The GP700's Ponton, three-box design reflected the silhouette of Borgward's Hansa 1500 introduced the year before. Ten years later, the ponton format automobile had become mainstream, but in 1950, while Opel and Mercedes Benz were still selling cars with designs dating back to the 1930s, the Goliath's design was bold and innovative. The wings were fully integrated into the bodywork, and the passenger cabin filled the full width of the car. Volkswagen would follow suit only in 1961.

Another aspect of the car in respect of which the full significance became obvious only when adopted by other manufacturers was its front-mounted engine, installed transversely along with the gearbox, which drove the front wheels. It was thereby possible to advertise the car as a five-seater even though the wheelbase was of only 2.3 m.

The GP700 Sport appeared in 1952 with a Bosch fuel injection system. The Sport model was produced only in very limited numbers, but shortly afterwards fuel injection also became available on the GP700 saloon (designated GP700 E: E stood for “Einspritzung”) as an alternative to the carburetor-equipped version. When the larger-engined GP900 E appeared, it was available only with the Bosch fuel injection. This is a Goliath feature that would be taken up across the auto industry during the balance of the twentieth century: however, the fuel-injected GP700 E appeared five years before the fuel-injected Mercedes-Benz 300 SL.
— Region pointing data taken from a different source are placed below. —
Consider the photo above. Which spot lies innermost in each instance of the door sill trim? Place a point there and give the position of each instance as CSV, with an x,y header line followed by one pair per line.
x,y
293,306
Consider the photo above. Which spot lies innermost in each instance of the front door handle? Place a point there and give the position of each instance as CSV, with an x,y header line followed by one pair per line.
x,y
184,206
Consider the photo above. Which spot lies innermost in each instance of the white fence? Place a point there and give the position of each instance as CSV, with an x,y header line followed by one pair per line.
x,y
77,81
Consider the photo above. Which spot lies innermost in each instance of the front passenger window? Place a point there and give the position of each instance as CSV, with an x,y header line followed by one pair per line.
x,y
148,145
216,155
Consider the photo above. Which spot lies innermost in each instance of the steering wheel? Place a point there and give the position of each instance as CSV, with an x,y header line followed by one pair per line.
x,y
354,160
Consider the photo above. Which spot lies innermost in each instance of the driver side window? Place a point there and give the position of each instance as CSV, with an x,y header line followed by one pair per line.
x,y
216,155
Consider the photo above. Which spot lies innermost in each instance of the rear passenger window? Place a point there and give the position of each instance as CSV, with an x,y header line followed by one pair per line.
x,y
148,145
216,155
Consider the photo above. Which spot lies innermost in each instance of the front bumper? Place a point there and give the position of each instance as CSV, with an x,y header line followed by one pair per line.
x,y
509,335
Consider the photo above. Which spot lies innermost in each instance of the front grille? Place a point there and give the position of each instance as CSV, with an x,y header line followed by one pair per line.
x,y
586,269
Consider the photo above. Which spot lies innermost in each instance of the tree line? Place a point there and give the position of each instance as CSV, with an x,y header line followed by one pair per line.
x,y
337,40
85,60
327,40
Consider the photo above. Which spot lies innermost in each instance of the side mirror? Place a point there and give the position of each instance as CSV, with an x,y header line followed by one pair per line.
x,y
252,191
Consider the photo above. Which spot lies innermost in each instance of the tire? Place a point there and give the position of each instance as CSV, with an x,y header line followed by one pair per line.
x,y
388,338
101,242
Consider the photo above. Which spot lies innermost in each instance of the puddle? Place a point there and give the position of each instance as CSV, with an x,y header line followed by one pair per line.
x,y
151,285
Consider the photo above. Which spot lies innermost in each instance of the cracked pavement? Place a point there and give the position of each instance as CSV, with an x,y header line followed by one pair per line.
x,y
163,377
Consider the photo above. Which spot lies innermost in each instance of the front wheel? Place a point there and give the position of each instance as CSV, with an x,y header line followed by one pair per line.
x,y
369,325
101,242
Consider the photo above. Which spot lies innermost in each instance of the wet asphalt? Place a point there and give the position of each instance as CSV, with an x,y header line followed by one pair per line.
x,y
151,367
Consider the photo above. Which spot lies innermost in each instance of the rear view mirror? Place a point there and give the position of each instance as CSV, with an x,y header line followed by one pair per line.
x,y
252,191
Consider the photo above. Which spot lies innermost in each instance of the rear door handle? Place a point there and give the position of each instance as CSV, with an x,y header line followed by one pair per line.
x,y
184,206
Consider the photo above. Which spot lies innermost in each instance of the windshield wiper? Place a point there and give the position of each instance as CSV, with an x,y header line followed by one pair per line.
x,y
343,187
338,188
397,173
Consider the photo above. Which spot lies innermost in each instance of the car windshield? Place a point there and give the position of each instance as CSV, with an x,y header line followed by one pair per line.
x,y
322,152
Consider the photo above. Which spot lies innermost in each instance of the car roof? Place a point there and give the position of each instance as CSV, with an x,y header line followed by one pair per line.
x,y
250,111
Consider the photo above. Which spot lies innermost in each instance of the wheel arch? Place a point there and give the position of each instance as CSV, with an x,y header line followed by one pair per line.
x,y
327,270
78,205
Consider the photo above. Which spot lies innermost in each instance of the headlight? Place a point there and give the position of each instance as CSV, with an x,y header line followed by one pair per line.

Yet another innovation, available from 1952 on the GP700 and which subsequently became mainstream was the all-synchromesh, four-speed gearbox.

==The Engine==
The GP700 was propelled by a two-cylinder two-stroke engine of 688 cc. The carburettor version with which the car was launched had a claimed maximum output of 25 bhp, which increased to 29 bhp where fuel injection was specified. Claimed maximum speed when the car was launched was 102 km/h. Subsequently, the installation of more powerful engines delivered more performance: the bored out 886 cc-engined GP900 E, introduced in 1955, managed a maximum speed of 120 km/h courtesy of an advertised maximum output of 50 bhp. The very rare lightweight GP700 sport, offered from 1951 to 1953, its fuel-injected engine enlarged to 845 cc, managed a claimed maximum speed of 125 km/h on the basis of 32 bhp.